One of the first to denounce the possible about-face was Sergio Bitar, the former public works minister under Bachelet who had implemented the decrees. Bitar accuses the new government of bowing to pressure from the private sector, no matter the issue.

“I signed the decrees for these rivers, allowing the rights for consumption of water by people and farmers, but not for hydroelectric dams,” Bitar told reporters in July. “The Petrohue especially is a beautiful place known the world over. I believe that there still exists in Chile a conservative logic among economic groups that are closely tied to the Piñera government in which they put exploitation of natural resources above all other priorities.”

Chile’s National Water Agency, meanwhile, announced in August that it is reviewing the decrees of the former government because companies favoring hydroelectric dams on four rivers in the Lakes Region have challenged the measures in Santiago courts.

Environmentalists in the Lakes Region, home to the Cochamo and Petrohue rivers, joined tourism representatives to denounce the government’s apparent backtracking. In a sign the pressure had an impact, the new governor of the Lakes Region, Sebastián Montes, declared in August that he would lobby national authorities to enforce the decrees for the Cochamó and Petrohue rivers, and would work to create a new national park for the Cochamó Valley.

Rodrigo Condeza, president of the local green group Cochamó Conservation and owner of Miralejos, an adventure travel company, calls such statements encouraging; but he asks why they haven’t been made as well about the Palena River and other rivers that would be affected by the lifting of the decrees. “This is without doubt an enormous setback for tourism development in southern Chile as well as for river conservation,” Condeza says.

Meanwhile, the Piñera government has gone on record in recent months in support of the construction of new hydroelectric dam projects to meet Chile’s rising energy demand.

Piñera OK with HidroAysén

In July, for example, Piñera told Patagon Journal in an interview that he was not opposed to the controversial HidroAysén project, which calls for the construction of five large dams on the Baker and Pascua rivers in southern Aysén. While Piñera appeared to endorse the dams, he acknowledged that construction of a 2,400-kilometer (1,500-mile) power line needed to link the dams to the national capital of Santiago was problematic.

“I think the big problems are not with the dams in the southern part of the country, but the big problems are with the line that will cross half of our country,” Piñera said.

Piñera recently reiterated such statements to the Chilean media, drawing fire from green groups working to halt the HidroAysén dam project. In late October, HidroAysén, jointly owned by Endesa and Chile’s Colbún, presented a second addendum to Aysén regional environmental authorities. The regional environmental office recently gave the company a host of new questions to respond to, and granted them till April 15, 2011, to prepare their responses. 
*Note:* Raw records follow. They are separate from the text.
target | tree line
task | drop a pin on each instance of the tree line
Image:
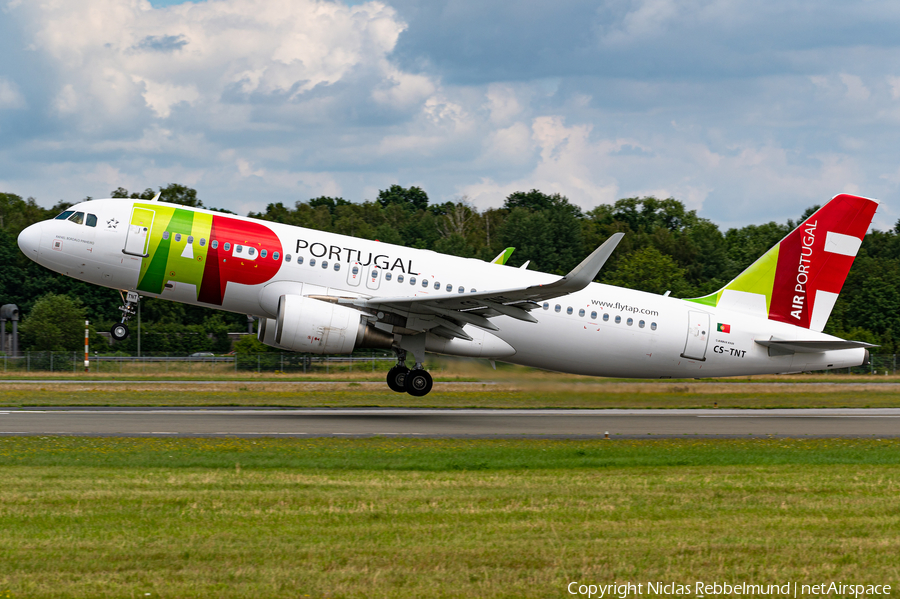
(666, 248)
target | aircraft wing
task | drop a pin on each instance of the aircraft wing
(445, 314)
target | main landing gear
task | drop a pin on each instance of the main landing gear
(129, 309)
(416, 382)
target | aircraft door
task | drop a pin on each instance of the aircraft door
(355, 274)
(137, 238)
(374, 278)
(698, 336)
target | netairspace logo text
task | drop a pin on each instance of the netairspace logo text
(702, 589)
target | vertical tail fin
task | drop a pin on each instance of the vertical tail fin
(799, 279)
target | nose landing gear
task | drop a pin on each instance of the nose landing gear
(416, 382)
(120, 330)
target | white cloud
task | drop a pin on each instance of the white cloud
(745, 111)
(10, 96)
(569, 164)
(856, 89)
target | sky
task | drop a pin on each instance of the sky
(745, 110)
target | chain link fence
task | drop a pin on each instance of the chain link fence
(73, 362)
(361, 361)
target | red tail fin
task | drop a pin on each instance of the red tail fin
(798, 280)
(813, 261)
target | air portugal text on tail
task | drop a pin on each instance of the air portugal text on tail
(767, 320)
(800, 278)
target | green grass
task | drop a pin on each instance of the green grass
(88, 517)
(484, 396)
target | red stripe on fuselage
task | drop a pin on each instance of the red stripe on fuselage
(222, 267)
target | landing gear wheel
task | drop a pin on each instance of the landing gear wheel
(418, 382)
(119, 332)
(397, 378)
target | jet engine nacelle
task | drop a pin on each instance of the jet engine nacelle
(266, 331)
(316, 327)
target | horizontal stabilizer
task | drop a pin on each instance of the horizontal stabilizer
(781, 347)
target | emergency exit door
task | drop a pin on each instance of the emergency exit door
(698, 336)
(137, 239)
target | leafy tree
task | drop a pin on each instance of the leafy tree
(412, 198)
(249, 344)
(16, 213)
(544, 229)
(55, 323)
(648, 270)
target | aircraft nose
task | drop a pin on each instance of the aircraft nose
(30, 240)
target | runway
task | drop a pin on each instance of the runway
(464, 423)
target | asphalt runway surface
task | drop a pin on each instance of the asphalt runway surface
(463, 423)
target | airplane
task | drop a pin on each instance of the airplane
(324, 293)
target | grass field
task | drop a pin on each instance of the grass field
(546, 392)
(86, 517)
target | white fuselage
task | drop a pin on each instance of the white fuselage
(601, 330)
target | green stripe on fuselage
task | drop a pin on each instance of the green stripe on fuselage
(164, 260)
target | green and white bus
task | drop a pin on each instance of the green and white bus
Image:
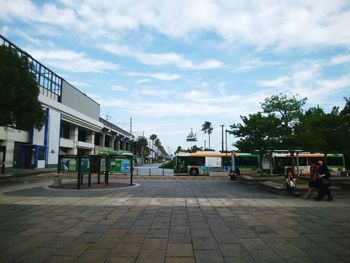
(209, 162)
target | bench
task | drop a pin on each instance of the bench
(281, 188)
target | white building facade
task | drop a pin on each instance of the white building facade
(72, 124)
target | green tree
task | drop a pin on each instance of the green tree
(152, 138)
(257, 133)
(207, 128)
(179, 149)
(288, 111)
(310, 130)
(21, 108)
(345, 116)
(142, 143)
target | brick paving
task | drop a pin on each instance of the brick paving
(169, 221)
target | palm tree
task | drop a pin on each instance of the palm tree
(152, 138)
(142, 143)
(158, 144)
(207, 128)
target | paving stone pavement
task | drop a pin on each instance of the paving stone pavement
(169, 221)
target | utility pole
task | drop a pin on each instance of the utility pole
(130, 126)
(222, 138)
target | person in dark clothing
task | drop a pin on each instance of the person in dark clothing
(290, 183)
(325, 182)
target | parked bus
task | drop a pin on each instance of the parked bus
(203, 163)
(280, 162)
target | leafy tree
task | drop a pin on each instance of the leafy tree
(21, 108)
(345, 118)
(324, 132)
(310, 129)
(288, 111)
(194, 149)
(207, 128)
(179, 149)
(257, 132)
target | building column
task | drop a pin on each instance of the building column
(74, 137)
(103, 140)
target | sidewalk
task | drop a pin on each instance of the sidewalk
(169, 221)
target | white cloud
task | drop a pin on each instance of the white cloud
(71, 61)
(255, 63)
(306, 81)
(262, 23)
(158, 75)
(142, 81)
(161, 59)
(340, 59)
(118, 88)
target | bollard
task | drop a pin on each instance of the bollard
(57, 180)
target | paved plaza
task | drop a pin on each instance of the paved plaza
(169, 221)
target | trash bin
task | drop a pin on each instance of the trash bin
(57, 180)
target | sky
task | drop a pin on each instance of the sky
(172, 65)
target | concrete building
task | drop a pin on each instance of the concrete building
(73, 125)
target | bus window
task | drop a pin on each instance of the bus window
(302, 161)
(200, 161)
(335, 161)
(246, 161)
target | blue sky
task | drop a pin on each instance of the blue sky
(172, 65)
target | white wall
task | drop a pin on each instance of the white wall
(53, 136)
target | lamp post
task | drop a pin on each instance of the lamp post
(222, 137)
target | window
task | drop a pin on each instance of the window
(335, 161)
(97, 138)
(65, 131)
(107, 141)
(82, 135)
(246, 161)
(41, 154)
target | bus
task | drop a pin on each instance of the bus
(279, 162)
(208, 162)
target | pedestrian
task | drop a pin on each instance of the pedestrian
(290, 183)
(324, 181)
(313, 179)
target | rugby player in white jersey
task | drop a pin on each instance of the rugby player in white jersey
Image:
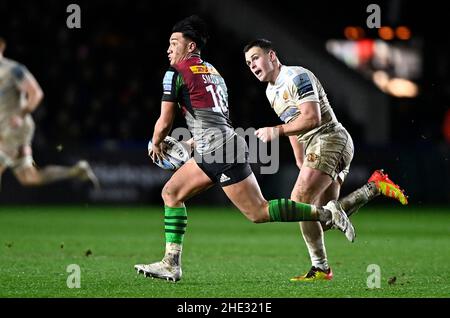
(20, 94)
(322, 146)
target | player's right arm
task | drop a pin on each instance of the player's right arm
(28, 85)
(297, 148)
(162, 128)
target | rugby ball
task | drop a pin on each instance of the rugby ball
(175, 154)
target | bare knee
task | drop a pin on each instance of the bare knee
(303, 194)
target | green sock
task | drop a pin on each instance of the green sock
(285, 210)
(175, 221)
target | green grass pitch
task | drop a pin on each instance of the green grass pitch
(224, 254)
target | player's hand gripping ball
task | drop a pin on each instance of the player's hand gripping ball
(175, 154)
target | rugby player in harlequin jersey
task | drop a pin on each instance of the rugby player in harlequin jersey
(300, 101)
(198, 89)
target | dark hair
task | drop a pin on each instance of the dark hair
(194, 28)
(2, 45)
(264, 44)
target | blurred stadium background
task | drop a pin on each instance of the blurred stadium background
(102, 86)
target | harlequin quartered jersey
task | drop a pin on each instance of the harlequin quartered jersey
(294, 86)
(202, 95)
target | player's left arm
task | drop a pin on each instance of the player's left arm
(162, 128)
(28, 84)
(297, 148)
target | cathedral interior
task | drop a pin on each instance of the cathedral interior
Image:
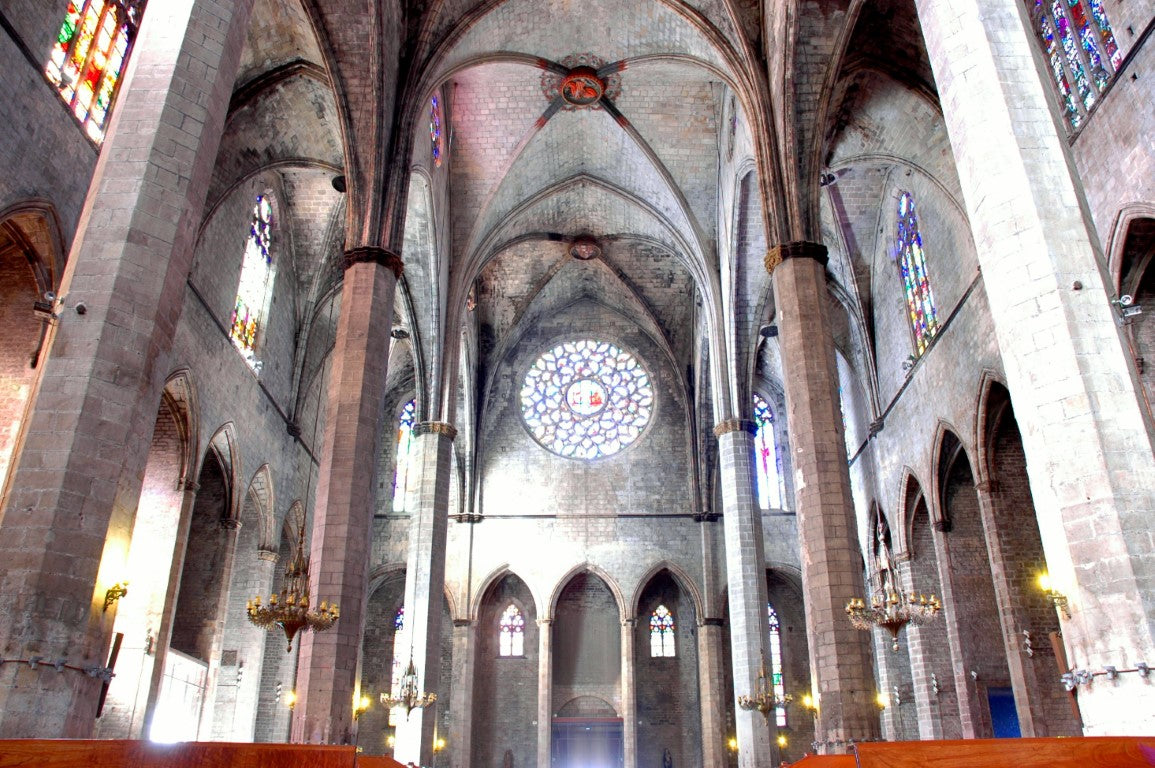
(578, 384)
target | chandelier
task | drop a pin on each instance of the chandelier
(290, 609)
(408, 694)
(892, 612)
(764, 699)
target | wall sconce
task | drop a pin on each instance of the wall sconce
(1058, 598)
(114, 594)
(359, 706)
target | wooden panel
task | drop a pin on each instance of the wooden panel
(827, 761)
(50, 753)
(1021, 753)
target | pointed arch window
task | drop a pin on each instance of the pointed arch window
(1080, 50)
(403, 478)
(770, 490)
(915, 281)
(512, 633)
(780, 690)
(89, 57)
(662, 633)
(437, 143)
(255, 282)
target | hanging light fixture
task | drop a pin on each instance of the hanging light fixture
(764, 699)
(290, 609)
(893, 611)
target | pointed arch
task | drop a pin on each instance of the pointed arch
(679, 576)
(263, 496)
(624, 612)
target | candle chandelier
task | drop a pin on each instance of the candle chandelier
(893, 611)
(290, 609)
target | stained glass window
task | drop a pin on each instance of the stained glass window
(89, 57)
(436, 140)
(587, 400)
(770, 490)
(403, 477)
(255, 274)
(662, 632)
(780, 690)
(915, 281)
(512, 633)
(1080, 49)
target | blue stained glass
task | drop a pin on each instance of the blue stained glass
(915, 278)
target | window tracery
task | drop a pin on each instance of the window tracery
(587, 400)
(512, 633)
(1080, 50)
(255, 278)
(780, 690)
(89, 57)
(403, 475)
(662, 633)
(915, 281)
(769, 482)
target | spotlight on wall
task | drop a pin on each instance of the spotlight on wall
(114, 594)
(1057, 598)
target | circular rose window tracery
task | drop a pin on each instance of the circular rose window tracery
(587, 400)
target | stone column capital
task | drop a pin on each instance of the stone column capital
(436, 427)
(377, 255)
(735, 425)
(796, 250)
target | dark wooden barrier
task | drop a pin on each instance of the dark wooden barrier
(1089, 752)
(52, 753)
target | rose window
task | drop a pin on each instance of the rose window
(587, 400)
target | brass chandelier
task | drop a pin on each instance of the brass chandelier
(290, 609)
(893, 611)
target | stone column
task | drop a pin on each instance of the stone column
(628, 694)
(345, 496)
(840, 657)
(425, 584)
(68, 519)
(745, 565)
(461, 705)
(712, 691)
(1075, 389)
(544, 692)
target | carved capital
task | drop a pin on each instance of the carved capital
(436, 427)
(796, 250)
(735, 425)
(373, 254)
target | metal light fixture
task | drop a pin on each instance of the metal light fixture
(892, 612)
(114, 594)
(408, 693)
(1057, 598)
(764, 699)
(290, 610)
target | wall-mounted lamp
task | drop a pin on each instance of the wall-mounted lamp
(359, 706)
(1058, 598)
(114, 594)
A poll released in November by Chile's Andres Bello University found that 79 percent of Chileans view in a negative way the construction of HidroAysen dams in Aysen. 

“From the legal point of view, there are too many infractions for this project to be approved,” says Patricio Rodrigo, executive secretary of the Council of the Defense of Patagonia, a coalition of international and Chilean groups opposing HidroAysén. “But unfortunately, when the central government makes statements in favor of the project, the regional authorities tend to overlook such problems.”

Adds Rodrigo: “This is the famous ‘do it the Chilean way’ that Piñera is lauding to the world after saving the Chilean miners?”